Son confrère Pierre-Yves Dietrich a rencontré David Servan-Schreiber à l’occasion de l’une de ses conférences à Genève. Il se dit «séduit» par la première partie d’Anticancer et par la pertinence de ses observations sur nos modes de vie. Plus réticent, d’un point de vue scientifique, face à des «il est prouvé que» basés sur des liens de causalité pas assez clairement établis.

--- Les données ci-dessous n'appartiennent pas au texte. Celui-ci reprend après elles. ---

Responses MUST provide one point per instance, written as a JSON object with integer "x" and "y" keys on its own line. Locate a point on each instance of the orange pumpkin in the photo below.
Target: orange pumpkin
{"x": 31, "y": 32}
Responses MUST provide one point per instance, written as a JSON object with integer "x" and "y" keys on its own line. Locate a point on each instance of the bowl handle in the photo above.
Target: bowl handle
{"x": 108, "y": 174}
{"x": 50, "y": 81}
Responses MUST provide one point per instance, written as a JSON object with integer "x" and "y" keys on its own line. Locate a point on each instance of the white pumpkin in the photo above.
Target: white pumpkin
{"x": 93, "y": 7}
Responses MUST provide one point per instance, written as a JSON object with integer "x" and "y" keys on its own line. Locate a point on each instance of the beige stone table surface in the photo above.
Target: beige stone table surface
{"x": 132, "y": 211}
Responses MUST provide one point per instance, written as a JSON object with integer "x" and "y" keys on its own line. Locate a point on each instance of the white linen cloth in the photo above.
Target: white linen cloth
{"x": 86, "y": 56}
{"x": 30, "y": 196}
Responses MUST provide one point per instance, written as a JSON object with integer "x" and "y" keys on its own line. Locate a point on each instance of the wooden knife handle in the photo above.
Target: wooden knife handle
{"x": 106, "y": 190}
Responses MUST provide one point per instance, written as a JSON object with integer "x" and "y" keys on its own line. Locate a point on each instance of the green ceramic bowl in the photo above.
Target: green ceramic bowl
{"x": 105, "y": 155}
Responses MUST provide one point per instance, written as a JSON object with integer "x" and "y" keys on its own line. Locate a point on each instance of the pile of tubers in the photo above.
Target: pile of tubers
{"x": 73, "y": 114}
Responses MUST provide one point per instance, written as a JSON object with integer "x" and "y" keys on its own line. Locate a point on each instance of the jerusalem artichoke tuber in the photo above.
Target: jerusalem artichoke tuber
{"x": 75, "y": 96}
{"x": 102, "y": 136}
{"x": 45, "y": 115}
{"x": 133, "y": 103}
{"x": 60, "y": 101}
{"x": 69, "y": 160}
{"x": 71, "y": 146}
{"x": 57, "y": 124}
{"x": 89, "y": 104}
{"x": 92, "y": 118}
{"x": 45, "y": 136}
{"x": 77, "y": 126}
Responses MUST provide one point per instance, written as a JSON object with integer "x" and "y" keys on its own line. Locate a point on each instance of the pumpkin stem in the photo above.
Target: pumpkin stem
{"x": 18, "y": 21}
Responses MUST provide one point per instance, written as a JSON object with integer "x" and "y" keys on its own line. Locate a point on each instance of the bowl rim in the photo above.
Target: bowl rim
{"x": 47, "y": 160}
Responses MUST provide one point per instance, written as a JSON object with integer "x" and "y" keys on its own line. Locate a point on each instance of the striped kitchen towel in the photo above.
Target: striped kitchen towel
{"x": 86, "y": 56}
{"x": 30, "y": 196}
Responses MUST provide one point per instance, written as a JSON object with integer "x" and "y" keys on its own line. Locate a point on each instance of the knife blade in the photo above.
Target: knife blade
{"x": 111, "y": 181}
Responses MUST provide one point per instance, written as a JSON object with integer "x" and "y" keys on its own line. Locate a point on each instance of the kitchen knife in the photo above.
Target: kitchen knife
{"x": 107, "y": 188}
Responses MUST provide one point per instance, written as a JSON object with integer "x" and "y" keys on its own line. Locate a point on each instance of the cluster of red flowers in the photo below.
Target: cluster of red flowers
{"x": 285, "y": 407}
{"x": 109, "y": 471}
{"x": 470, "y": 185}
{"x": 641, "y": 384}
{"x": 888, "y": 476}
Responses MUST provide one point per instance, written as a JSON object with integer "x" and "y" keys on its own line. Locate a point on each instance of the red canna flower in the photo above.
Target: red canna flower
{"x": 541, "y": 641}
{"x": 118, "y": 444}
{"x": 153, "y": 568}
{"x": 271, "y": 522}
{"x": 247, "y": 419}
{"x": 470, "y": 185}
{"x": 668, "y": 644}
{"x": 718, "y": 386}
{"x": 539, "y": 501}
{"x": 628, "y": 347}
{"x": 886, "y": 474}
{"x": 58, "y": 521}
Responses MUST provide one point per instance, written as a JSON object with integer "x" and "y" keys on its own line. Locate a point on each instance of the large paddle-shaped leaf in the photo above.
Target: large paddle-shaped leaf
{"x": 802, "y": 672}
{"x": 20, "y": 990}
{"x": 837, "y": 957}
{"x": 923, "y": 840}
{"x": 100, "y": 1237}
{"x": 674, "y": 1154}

Mais ce qui frappe le professeur genevois, c’est surtout la difficulté que représente, pour certains patients, le fait d’adopter l’alimentation et le mode de vie conseillés par David Servan-Schreiber: «Lorsqu’il est venu à Genève, un patient sur deux me parlait de son livre, raconte l’oncologue. Certains vivaient très positivement ses encouragements à se prendre en main et ses conseils diététiques. Quand vous aimez, comme lui, le poisson et le sport, tout va bien. Mais si vous préférez le steak et qu’il vous reste quelques années à vivre, est-ce vraiment la peine de s’imposer une telle contrainte

D’une certaine manière, l’auteur d’Anticancer répond dans son dernier livre: la priorité numéro un quand on est malade c’est de trouver «un équilibre de vie qui réduise au maximum les sources de stress». Entouré des siens, «D2S» le cherche activement. En continuant d’espérer, comme son public, qu’il va lui permettre de dire au revoir encore plusieurs fois.